Le gouvernement de Stephen Harper a renoncé à réformer le Sénat. Mais le chef du Nouveau Parti démocratique, Thomas Mulcair, veut l'abolir.

Engager le pays dans cette tâche ne sera toutefois pas facile, selon Stéphane Beaulac, professeur de droit à l'Université de Montréal. Il explique qu'on ne peut pas modifier unilatéralement le rôle et les fonctions du Sénat sans l'accord des provinces. « La répartition est fixe au Sénat. On ne pourrait pas la changer à moins d'y aller d'une modification constitutionnelle. »

Parmi les provinces canadiennes, seules le Manitoba et la Saskatchewan sont résolument dans le camp abolitionniste.

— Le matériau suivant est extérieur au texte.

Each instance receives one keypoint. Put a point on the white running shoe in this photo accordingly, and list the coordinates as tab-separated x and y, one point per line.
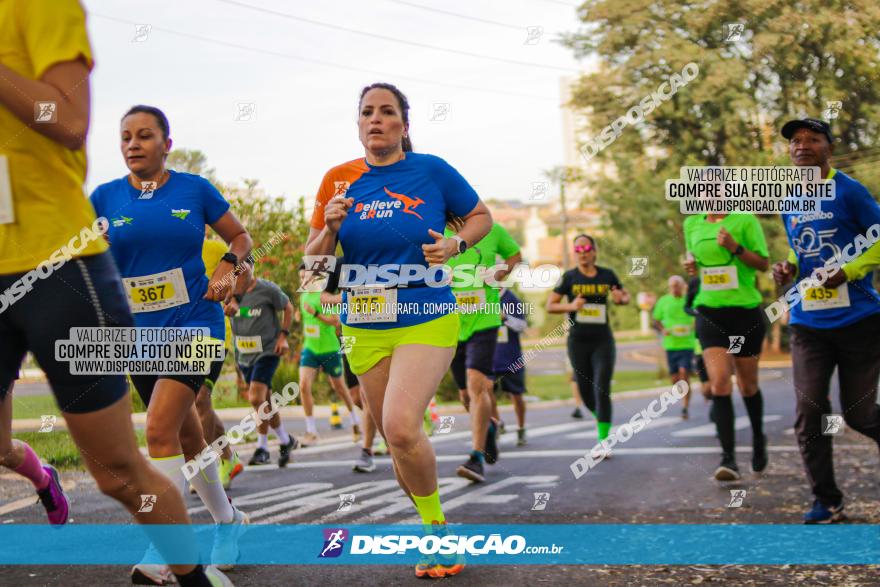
152	572
224	554
217	578
599	452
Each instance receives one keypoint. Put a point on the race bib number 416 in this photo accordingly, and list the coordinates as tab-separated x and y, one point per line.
367	305
591	314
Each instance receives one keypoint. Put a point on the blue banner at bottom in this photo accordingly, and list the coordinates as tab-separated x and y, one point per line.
497	544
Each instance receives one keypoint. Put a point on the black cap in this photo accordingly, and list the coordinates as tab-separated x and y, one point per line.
812	124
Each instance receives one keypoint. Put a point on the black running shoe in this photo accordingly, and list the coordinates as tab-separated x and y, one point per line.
491	451
727	470
472	469
284	451
759	454
261	457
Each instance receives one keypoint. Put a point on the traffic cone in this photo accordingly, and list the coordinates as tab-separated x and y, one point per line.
335	420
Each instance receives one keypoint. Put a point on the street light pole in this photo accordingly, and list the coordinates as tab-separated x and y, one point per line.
564	224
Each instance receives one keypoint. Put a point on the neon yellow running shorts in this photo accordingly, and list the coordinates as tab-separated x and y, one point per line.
371	345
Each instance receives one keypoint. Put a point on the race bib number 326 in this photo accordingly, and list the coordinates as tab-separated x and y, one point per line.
719	278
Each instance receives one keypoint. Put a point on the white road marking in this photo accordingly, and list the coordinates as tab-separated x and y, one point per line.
398	503
488	493
709	429
658	423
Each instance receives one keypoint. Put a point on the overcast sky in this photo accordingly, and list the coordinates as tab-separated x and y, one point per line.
201	58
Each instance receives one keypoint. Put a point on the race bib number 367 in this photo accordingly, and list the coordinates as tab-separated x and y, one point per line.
150	293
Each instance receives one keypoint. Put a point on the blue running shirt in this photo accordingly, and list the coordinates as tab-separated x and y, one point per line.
160	233
394	207
820	236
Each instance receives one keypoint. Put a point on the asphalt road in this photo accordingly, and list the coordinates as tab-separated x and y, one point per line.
661	475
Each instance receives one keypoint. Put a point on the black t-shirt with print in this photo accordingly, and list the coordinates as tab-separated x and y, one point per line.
592	320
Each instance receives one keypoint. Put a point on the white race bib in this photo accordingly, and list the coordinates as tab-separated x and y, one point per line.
681	330
150	293
823	298
7	210
719	278
591	314
472	300
368	305
249	345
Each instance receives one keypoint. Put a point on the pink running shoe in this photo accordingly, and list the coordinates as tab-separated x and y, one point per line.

Le Québec n'est pas convaincu et préfère parler de réforme. Son ministre des Affaires intergouvernementales, Jean-Marc Fournier, juge essentielle l'existence d'une deuxième chambre au Parlement qui représente les intérêts des régions.

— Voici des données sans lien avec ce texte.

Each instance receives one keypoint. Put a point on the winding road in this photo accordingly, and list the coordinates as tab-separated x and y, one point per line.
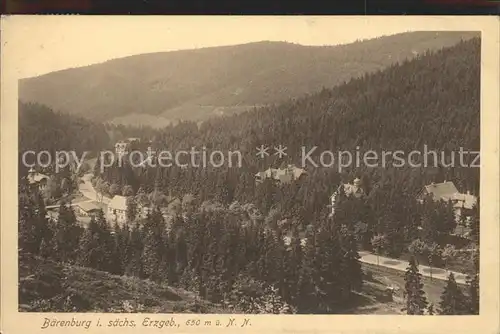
438	273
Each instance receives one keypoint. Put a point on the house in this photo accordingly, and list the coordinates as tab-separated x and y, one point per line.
281	175
351	190
87	209
117	209
446	191
37	180
122	148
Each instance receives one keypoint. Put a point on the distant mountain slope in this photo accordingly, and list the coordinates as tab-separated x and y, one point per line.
195	84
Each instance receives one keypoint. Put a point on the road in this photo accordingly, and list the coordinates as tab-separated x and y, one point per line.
400	265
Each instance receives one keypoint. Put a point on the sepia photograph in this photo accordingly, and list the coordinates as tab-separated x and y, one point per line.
233	168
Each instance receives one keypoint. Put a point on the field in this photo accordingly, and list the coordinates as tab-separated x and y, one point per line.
46	286
373	299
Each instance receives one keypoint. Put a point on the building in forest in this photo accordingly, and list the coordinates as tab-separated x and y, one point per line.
446	191
285	175
37	180
354	189
117	209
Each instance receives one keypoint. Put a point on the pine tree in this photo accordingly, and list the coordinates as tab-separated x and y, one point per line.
416	301
306	300
453	301
154	247
131	209
473	294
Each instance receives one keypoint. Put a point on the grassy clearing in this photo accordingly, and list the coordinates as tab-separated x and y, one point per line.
47	286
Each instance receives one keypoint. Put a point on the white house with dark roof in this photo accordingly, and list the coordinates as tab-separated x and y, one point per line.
87	209
351	190
117	209
446	191
36	179
282	175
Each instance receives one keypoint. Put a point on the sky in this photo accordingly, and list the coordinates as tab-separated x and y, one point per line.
50	43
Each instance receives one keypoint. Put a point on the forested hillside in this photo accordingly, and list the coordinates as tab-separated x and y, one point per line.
199	84
222	236
433	101
40	128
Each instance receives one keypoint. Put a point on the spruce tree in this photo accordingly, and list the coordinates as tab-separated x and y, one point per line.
473	294
416	301
453	301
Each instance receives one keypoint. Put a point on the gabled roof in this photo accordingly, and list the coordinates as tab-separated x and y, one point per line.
349	189
88	206
445	190
118	203
283	174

« À partir du moment où on se demande "est-ce qu'il serait bon que le gouvernement fédéral tienne compte des réalités des régions?", je pense que ce serait important d'avoir une institution », dit Jean-Marc Fournier.

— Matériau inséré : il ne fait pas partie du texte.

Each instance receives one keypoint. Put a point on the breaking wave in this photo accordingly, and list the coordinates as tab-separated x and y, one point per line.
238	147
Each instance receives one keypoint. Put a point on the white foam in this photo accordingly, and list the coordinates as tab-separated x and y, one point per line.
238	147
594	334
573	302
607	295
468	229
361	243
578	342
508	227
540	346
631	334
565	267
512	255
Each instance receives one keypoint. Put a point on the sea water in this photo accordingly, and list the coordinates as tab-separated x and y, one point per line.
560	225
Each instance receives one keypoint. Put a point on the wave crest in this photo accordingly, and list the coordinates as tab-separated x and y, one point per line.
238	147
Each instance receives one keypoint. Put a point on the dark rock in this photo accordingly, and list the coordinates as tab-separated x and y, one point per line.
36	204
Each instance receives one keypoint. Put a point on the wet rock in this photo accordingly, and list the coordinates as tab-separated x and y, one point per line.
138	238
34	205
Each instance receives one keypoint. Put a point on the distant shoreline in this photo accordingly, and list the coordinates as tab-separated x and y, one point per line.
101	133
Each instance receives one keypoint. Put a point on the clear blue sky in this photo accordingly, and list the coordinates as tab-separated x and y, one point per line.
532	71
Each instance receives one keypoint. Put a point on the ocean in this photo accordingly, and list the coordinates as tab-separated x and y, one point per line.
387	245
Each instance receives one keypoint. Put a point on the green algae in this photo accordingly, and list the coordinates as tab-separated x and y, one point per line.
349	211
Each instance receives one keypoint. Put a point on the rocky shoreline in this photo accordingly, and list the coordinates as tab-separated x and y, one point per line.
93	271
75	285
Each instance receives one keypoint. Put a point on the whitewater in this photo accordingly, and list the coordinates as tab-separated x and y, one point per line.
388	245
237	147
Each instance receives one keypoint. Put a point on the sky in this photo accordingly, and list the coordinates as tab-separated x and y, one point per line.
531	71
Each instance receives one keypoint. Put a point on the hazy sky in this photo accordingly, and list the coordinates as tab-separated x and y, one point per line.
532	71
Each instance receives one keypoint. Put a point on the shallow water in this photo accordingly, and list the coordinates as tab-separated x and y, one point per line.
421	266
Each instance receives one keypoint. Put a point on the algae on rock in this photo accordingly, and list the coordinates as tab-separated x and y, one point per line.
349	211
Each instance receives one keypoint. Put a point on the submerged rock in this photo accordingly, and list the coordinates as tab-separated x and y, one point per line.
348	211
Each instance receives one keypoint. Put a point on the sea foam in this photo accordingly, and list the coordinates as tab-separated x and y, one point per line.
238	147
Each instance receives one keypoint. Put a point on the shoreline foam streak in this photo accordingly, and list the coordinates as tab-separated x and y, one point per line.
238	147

L'Ontario parle aussi de réformer le Sénat, mais sa première ministre, Kathleen Wynne, ne semble pas pressée. « Le Sénat, ce n'est pas une priorité de discussions en Ontario. C'est une discussion pour le pays et pour le gouvernement fédéral. »

L'Alberta et la Colombie-Britannique ne se dépêchent pas non plus de prendre position dans le dossier. 

Les provinces de l'Atlantique se disent favorables à une réforme, mais pas question pour leurs premiers ministres de voir diminuer leur poids au sein du Sénat comme c'est le cas à la Chambre des communes.